In terms of sector allocation, we are overweight Banking & Financial Services and Insurance, while underweight Treasuries and covered bonds.
In terms of duration, we remain slightly longer than the benchmark.
PERFORMANCE
In June, the CHF government bond curve bull-flattened, with yields rising at the short end and declining in the belly and at the long end. Over the same period, CHF A and BBB credit spreads slightly tightened, while AAA and AA credit spreads were stable. From a sector perspective, the tightening was broadly uniform, with spreads compressing by around 1-2 bps across sectors.

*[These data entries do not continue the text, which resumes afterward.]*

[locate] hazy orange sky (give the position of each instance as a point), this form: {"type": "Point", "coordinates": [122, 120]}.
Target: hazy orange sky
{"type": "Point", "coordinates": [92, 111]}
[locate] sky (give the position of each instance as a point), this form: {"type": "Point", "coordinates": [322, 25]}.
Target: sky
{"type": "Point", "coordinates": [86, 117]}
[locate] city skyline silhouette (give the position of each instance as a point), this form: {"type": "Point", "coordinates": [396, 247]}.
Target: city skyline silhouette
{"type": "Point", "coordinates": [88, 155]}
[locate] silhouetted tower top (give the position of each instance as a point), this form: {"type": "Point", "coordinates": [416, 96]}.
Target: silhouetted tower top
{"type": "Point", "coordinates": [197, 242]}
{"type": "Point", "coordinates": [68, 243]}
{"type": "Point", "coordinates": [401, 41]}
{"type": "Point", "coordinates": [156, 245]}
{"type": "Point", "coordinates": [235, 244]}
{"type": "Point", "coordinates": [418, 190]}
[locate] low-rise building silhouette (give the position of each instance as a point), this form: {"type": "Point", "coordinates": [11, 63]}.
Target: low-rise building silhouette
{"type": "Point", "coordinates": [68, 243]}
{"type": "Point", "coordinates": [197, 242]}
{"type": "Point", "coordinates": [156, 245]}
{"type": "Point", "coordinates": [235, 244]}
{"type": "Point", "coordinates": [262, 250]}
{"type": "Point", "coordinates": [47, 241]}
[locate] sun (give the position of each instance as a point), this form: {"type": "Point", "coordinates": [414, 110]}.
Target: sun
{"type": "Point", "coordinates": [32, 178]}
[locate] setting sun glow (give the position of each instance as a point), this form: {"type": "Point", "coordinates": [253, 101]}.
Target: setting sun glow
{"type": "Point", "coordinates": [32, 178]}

As a consequence, total returns were positive for both the LOF (CH)-Swiss Franc High Grade Bond fund and its benchmark, the SBI® AAA-AA Index. In this environment, the Fund delivered positive relative performance. This was primarily attributable to favourable yield-curve positioning, which more than offset the small negative contributions from both sector allocation and security selection. At the sector level, the overweight position in Financials contributed positively to the fund's performance. At the sector level, the overweight position in Financials contributed positively to the fund's performance. Conversely, the Fund’s underweight exposure to Treasury detracted from relative performance. YTD, both absolute and relative returns of the LOF (CH) – Swiss Franc High Grade Bond are positive on a gross-of-fees basis.
OUTLOOK
All in all, in the face of more geopolitical developments fixed income delivered another steady month of strong performance. Further easing of energy concerns and softer inflation data would support a more constructive backdrop for government bonds moving forward, while strong corporate fundamentals and sustained investor demand continued to underpin credit markets. Although risks remain and vigilance is still warranted, the asset class has navigated recent volatility well, leaving credit attractive from a carry perspective and the outlook for duration more balanced than at the start of the month.
The SNB remains in a relatively comfortable position, and we do not expect further policy adjustments in the near term. However, recent communication points to a gradual shift in policy bias, suggesting moderately higher rates over the medium term. Such a development would reflect underlying economic strength and support confidence in Switzerland’s growth outlook. In terms of duration positioning, we prefer the 5–10 year segment, with a neutral stance beyond 10 years. In the High Grade (AAA–AA) segment we are overweight AA-rated public sector issuers (e.g. cantonal banks, hospitals), funded through an underweight in Swiss government bonds.